原本怏怏的谷天雨嗖一下就精神了起来,他把目光缓缓转向男人,眼里满是不可思议,嘴角抽动:“哥,您可真会开玩笑。”
男人面色流出丝丝不悦,他蹙起眉头:“不是玩笑。”
“不行!我先来的,他得先完成我的约定!”楚飞一边用树皮般的手背擦着血水,一边嚷嚷着。
男人鼻息变重,欲将说些什么,谷天雨适时地挤在二人中间,一手拦着一人:“停停停——先别吵,商量完你们再继续,成么?”
显然和鬼讲道理,大概率是不会完全听的,但人至少会看在他也同为人的面子上,多少可以理解一下自己的苦楚吧。
谷天雨把挂着一副可怜巴巴意味的脸冲向男人,且眼睛扑闪几下。
果然还是有用的,男人又乖乖地退到谷天雨身后,不说话了。
谷天雨叹了口气,这么一遭弄下来,他的身体更疲惫了。
好想睡觉......
谷天雨摇摇昏沉的头,看向楚飞:“我们刚才说到哪来着?”
“你说,让我们商量完再吵架。
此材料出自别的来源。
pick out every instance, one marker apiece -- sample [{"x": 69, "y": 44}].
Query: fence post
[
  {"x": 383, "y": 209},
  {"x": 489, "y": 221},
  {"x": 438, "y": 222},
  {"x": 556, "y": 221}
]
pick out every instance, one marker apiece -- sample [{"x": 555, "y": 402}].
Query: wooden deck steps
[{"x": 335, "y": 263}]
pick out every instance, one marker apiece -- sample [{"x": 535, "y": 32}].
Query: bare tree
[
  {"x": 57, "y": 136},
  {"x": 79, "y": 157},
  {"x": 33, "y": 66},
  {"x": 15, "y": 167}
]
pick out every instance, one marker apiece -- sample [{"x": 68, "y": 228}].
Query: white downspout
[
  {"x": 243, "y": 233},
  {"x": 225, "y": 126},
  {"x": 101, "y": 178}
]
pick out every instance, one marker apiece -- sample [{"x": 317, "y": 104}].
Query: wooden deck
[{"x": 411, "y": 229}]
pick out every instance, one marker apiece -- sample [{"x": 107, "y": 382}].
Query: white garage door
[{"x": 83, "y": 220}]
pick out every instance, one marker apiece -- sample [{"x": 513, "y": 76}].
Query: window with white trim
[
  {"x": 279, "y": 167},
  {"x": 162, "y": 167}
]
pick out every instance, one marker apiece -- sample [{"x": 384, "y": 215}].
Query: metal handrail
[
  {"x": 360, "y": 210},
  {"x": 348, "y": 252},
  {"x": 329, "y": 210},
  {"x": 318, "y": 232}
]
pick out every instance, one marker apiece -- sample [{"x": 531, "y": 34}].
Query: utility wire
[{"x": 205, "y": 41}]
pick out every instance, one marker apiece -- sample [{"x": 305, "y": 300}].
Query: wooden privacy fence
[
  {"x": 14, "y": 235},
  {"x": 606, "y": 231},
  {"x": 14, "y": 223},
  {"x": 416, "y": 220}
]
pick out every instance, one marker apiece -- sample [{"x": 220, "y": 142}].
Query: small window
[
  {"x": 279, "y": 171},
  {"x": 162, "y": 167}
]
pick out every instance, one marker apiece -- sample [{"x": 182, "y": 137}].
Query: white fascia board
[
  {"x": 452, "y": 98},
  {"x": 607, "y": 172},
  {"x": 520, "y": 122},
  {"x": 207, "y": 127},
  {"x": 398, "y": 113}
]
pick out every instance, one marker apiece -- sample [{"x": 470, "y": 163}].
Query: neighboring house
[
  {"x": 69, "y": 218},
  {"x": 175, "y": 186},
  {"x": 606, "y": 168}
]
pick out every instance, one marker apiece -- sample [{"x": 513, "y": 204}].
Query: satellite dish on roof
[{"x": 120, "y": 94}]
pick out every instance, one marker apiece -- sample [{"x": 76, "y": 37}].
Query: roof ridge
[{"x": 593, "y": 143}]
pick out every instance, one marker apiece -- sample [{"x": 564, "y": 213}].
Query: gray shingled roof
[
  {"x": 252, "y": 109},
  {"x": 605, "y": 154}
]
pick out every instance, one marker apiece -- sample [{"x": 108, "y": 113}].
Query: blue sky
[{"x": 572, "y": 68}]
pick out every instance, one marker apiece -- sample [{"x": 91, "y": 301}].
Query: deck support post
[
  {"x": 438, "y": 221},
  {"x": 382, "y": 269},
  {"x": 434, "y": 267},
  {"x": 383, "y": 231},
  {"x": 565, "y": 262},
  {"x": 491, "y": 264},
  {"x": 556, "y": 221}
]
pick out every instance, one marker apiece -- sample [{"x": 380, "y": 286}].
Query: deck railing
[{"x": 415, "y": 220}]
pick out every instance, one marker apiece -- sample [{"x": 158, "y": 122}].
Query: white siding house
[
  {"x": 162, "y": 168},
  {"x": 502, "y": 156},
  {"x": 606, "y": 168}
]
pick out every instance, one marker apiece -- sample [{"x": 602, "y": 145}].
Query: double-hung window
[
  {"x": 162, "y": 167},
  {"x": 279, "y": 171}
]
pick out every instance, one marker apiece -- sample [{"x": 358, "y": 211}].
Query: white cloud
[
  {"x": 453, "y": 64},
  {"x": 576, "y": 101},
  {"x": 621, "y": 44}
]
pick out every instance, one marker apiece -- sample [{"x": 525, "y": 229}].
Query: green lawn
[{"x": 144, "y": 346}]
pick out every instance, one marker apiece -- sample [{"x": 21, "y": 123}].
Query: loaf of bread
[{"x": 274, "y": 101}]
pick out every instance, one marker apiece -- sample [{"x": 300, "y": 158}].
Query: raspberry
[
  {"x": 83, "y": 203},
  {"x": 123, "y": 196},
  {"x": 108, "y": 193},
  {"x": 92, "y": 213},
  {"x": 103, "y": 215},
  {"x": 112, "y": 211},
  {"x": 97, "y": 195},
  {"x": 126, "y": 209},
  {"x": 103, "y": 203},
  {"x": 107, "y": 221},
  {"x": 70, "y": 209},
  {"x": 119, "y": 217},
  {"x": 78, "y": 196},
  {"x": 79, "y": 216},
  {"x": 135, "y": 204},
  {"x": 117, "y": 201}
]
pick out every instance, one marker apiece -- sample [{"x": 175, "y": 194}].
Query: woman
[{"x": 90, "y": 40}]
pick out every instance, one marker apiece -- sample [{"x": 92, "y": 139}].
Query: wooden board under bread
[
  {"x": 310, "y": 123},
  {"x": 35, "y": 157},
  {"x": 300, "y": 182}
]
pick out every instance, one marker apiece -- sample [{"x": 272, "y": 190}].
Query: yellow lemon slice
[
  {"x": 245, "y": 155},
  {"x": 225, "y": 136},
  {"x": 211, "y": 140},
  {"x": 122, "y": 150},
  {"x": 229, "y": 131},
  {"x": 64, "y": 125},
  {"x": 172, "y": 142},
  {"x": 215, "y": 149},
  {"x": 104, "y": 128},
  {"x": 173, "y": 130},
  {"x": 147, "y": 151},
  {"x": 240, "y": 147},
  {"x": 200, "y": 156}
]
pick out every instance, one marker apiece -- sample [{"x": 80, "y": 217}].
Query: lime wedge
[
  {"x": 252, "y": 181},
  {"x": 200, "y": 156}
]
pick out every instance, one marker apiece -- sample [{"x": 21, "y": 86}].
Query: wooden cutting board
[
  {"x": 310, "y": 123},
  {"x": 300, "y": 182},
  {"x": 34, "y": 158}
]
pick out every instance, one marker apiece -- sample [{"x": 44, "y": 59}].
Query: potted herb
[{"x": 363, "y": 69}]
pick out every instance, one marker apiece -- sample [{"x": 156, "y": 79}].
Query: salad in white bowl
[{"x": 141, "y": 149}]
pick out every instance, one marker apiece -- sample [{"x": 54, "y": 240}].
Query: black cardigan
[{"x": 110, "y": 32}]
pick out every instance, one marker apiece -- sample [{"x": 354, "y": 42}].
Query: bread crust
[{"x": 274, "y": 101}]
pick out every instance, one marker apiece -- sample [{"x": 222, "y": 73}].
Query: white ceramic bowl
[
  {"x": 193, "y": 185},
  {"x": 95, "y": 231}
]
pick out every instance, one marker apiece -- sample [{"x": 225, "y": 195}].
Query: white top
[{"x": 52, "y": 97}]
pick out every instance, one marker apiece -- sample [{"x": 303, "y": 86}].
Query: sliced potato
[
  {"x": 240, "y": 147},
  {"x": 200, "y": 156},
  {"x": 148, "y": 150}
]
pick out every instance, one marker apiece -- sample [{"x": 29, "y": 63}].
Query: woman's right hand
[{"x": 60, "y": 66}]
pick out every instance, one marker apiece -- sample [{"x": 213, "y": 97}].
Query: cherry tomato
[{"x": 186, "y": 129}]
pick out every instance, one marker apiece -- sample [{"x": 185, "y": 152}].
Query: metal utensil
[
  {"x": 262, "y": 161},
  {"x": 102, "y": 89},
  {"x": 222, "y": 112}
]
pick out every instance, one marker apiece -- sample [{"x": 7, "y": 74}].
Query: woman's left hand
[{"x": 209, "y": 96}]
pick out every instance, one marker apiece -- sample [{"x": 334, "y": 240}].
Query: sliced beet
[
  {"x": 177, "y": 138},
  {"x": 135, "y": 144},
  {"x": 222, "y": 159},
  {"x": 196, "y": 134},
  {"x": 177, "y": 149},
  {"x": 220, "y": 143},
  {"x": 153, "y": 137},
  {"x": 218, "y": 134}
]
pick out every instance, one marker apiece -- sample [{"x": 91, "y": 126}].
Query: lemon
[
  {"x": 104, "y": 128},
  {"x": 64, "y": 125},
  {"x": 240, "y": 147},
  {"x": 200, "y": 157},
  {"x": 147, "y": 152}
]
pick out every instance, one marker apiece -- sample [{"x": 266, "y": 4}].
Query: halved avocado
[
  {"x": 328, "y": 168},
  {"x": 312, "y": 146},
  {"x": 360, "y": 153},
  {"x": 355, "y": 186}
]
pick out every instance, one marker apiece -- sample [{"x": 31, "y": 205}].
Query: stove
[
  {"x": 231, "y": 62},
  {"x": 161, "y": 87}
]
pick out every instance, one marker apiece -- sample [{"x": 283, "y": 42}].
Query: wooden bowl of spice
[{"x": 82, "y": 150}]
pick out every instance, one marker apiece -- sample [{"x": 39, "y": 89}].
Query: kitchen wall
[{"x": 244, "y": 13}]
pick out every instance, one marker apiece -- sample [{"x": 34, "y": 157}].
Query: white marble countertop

”楚飞说。
啧,头更疼了。不能发脾气,不能发脾气......我得长命百岁。
谷天雨深吸一口气。
“你说,你再想想办法,关于怎么修复他的容貌。”男人恢复正常时,话语倒是蛮温柔的,声音也好听,滚在耳边痒酥酥的。
听着男人的声音,谷天雨觉着自己的偏头痛总算好些了。他揉着自己的眉心,打算先把楚飞敷衍走,后边再想想办法,反正他总归还会来找自己的。
“那啥,你要不先回去等消息。”谷天雨说,“我先查查资料啥的,等我查到了再告诉你啊。”
“你是不是也要准备骗我!你们都是骗子,都是骗子!”楚飞刚才还呜呜呜地倒抽着气,这会儿又跟炸爆米花的铁桶似的,声音砰一下又炸了出来,溅谷天雨一身肉渣子。
“我没打算骗你!”谷天雨抖抖白衣服上的肉渣,脸黑成一口铁锅,破罐子破摔,也一嗓子吼了出来,“你都知道我家了,我还能跑不成么!动动你那半颗脑子行不行!”
对哦,他都只有半颗脑子了,那还和他讲啥道理啊!该动脑子的估计得是这个大脑完整而圆润的自个儿吧。
“哦。”谷天雨一大嗓门,楚飞就颤巍巍地缩了回去。
“这样吧,我说个时间,明天中午你再过来找我,成不?”刚才吼得有点忽然,他不小心扯到了声带,这会儿声音雄浑得他自己都愣了一瞬,“给你个时间地点,总归要相信我了吧?”
在这儿僵持了半天,楚飞也知道接下来除了干瞪眼也无法了,只能点点半颗头,拖着身子幽幽地离开。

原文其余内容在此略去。